The Earth's climate system is made up of five parts that work together: the atmosphere (air), the hydrosphere (water), the cryosphere (ice and permafrost), the lithosphere (Earth's upper rocky layer), and the biosphere (living things). Climate is the average weather over a long time, usually 30 years, and is influenced by processes like ocean currents and wind patterns. Air and ocean movement carry heat from warm tropical areas to cooler regions. Energy from the Sun drives this movement. The water cycle also helps move energy through the climate system. In addition, chemical elements like carbon and nitrogen move between the parts of the climate system through natural cycles.

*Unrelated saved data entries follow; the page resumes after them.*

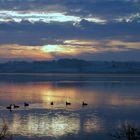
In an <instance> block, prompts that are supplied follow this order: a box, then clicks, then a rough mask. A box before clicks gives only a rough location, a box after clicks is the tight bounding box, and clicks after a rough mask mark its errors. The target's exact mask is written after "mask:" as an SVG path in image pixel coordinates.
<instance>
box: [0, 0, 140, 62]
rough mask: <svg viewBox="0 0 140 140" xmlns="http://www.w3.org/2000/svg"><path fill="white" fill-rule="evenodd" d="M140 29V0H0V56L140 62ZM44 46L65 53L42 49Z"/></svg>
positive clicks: (11, 56) (4, 56)
mask: <svg viewBox="0 0 140 140" xmlns="http://www.w3.org/2000/svg"><path fill="white" fill-rule="evenodd" d="M139 27H140V0H80V1H79V0H70V1H69V0H0V51H1V59H2V56H3V57H5V56H6V55H5V56H4V55H2V52H3V54H6V51H8V54H7V57H10V58H12V57H13V58H14V55H13V54H12V53H13V52H16V53H17V54H19V55H17V56H16V58H18V57H19V58H21V57H20V55H21V54H20V52H24V53H23V54H24V56H23V57H22V59H23V58H24V57H25V58H27V59H35V58H37V59H39V60H40V59H41V57H42V58H43V59H49V58H50V59H52V58H59V57H80V58H85V59H88V58H89V59H102V60H103V59H105V58H106V59H108V60H109V59H110V60H111V59H117V60H122V59H123V56H124V55H127V56H125V58H124V59H125V60H126V59H134V60H137V59H138V60H140V58H139V56H138V53H139V50H140V28H139ZM15 44H16V45H15ZM10 45H11V47H10ZM48 45H54V46H55V45H56V46H59V47H60V48H57V50H61V49H62V48H63V49H65V53H64V52H61V53H60V52H56V53H55V52H53V53H52V52H51V53H49V54H48V53H47V52H42V51H41V48H42V47H43V46H48ZM3 46H5V49H4V48H3ZM4 50H5V53H4ZM66 50H67V51H66ZM69 50H72V52H73V53H72V54H70V53H66V52H68V51H69ZM29 52H30V53H31V54H30V53H29ZM37 52H38V53H37ZM74 52H76V53H74ZM110 52H111V53H110ZM112 52H113V53H112ZM46 53H47V54H46ZM131 53H132V54H131ZM27 54H28V55H27ZM39 54H40V56H39ZM135 54H136V56H134V55H135ZM8 55H9V56H8ZM30 55H31V56H33V57H32V58H31V57H29V56H30ZM5 59H6V58H5Z"/></svg>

Changes in the climate system can happen because of natural causes, such as changes in sunlight or volcanic eruptions, or because of human actions. People burning fossil fuels release greenhouse gases into the atmosphere, which cause climate change. Human activities also produce cooling particles, but these have a much smaller effect than greenhouse gases. Climate changes can become stronger because of feedbacks within the climate system's parts.

Education

Earth System science is taught in advanced programs at some universities. For general education, the American Geophysical Union, along with the Keck Geology Consortium and with help from five groups in the National Science Foundation, organized a workshop in 1996 to set shared learning goals for Earth science subjects. The report said that Earth and space science fields are changing a lot, helping people see Earth as connected systems. Because of this systems approach, the report suggested creating an Earth System science curriculum with help from the National Science Foundation. In 2000, the Earth System Science Education Alliance (ESSEA) started. Today, more than 40 organizations are involved, and over 3,000 teachers have finished an ESSEA course by fall 2009.

Related concepts

Earth system law is a type of earth system governance. Earth system governance is part of earth system sciences, which are studied using social science methods. As of 2021, earth system law is still very new.